The Project Does Not Store Data
This project processes election data. It does not redistribute it.
Why Not
Legal
Each source publishes data under its own terms. MEDSL uses CC-BY. NC SBE publishes as public record under North Carolina law. OpenElections uses a mix of licenses depending on the state contributor. FEC data is public domain. Census reference files are public domain.
Bundling data from all sources into a single download would require compliance with every license simultaneously — attribution chains, share-alike provisions, and restrictions that vary by state contributor. The legal surface area grows with every source added. We avoid it entirely by not storing the data.
Practical
The current corpus is 8+ GB across three election cycles and seven sources. Adding MEDSL 2018 and 2020, full OpenElections coverage, and VEST shapefiles pushes this past 20 GB. Hosting, versioning, and serving that volume adds infrastructure cost and maintenance burden that contribute nothing to the pipeline’s accuracy or reproducibility.
Freshness
Sources update. NC SBE reissues precinct files when canvass corrections are made. MEDSL publishes errata and revised datasets. OpenElections contributors fix parsing errors and add new states. A copy of the data taken on March 18 may be stale by April 1.

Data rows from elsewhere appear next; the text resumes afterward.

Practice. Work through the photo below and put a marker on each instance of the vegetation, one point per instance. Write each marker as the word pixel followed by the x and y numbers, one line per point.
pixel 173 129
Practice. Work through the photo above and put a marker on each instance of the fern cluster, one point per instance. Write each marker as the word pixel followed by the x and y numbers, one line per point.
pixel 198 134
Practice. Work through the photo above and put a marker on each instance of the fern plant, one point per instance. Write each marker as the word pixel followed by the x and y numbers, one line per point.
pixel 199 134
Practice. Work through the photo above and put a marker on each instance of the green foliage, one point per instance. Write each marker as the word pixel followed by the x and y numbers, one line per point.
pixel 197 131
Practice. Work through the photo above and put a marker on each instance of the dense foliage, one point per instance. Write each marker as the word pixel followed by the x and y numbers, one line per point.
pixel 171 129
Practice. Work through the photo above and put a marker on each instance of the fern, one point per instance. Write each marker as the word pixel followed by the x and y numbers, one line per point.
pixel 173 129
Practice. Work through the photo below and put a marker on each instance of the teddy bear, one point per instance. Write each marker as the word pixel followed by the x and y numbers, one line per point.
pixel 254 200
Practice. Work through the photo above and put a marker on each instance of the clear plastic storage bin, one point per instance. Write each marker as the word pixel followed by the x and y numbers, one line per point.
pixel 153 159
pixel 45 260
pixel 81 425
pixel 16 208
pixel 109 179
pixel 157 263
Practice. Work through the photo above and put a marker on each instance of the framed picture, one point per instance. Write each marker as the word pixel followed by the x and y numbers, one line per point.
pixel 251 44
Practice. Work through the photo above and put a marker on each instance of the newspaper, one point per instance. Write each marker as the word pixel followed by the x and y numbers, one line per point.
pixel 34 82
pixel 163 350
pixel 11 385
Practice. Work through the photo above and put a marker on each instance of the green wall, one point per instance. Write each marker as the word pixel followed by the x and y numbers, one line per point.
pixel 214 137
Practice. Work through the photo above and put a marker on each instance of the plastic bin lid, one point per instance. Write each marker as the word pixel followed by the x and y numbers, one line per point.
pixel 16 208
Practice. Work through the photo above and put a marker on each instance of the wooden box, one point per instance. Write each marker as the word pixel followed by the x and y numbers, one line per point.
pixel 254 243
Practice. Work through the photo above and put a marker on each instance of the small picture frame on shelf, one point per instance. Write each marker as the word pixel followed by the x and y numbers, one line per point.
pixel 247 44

If we store data, every downstream user inherits our staleness. If users download from the authoritative source, they get the latest version — and our pipeline processes it identically.
What We Provide Instead
The project provides everything needed to acquire the data yourself:
| What | Where | Example |
|---|---|---|
| Exact source URLs | Each source chapter in Part II | https://s3.amazonaws.com/dl.ncsbe.gov/ENRS/2022_11_08/results_pct_20221108.zip |
| Download commands | Download the Data | curl -O <url> with expected file sizes |
| Schema documentation | Each source chapter | Column names, types, delimiters, encoding |
| Known quirks | Each source chapter | NC SBE uses \t separators but .txt extension; MEDSL 2022 has trailing commas in some state files |
| File size expectations | Download the Data | MEDSL 2022 NC: ~45 MB compressed |
| SHA-256 of our L0 copies | L0 manifests | Verify your download matches ours |
The L0 manifest for each file records the SHA-256 hash of the bytes we processed. After downloading the same file, you can hash your copy and compare. If the hashes match, your pipeline run will produce identical L1 output — byte for byte, hash for hash.
The Boundary
The project does bundle small reference datasets that are not election results:
- FIPS code reference files (~200 KB) from the Census Bureau, public domain. These change only on decennial redistricting.
- The nickname dictionary (~5 KB), original to this project.
- The office classification keyword and regex tables (~10 KB), original to this project.
- The 200-name office embedding reference set (~50 KB), original to this project.
These are small, stable, and authored by the project. They are not third-party election data.
Election results — the 42 million rows of precinct-level vote counts — are never stored, cached, or redistributed. The user downloads them. The pipeline processes them. The outputs live on the user’s machine.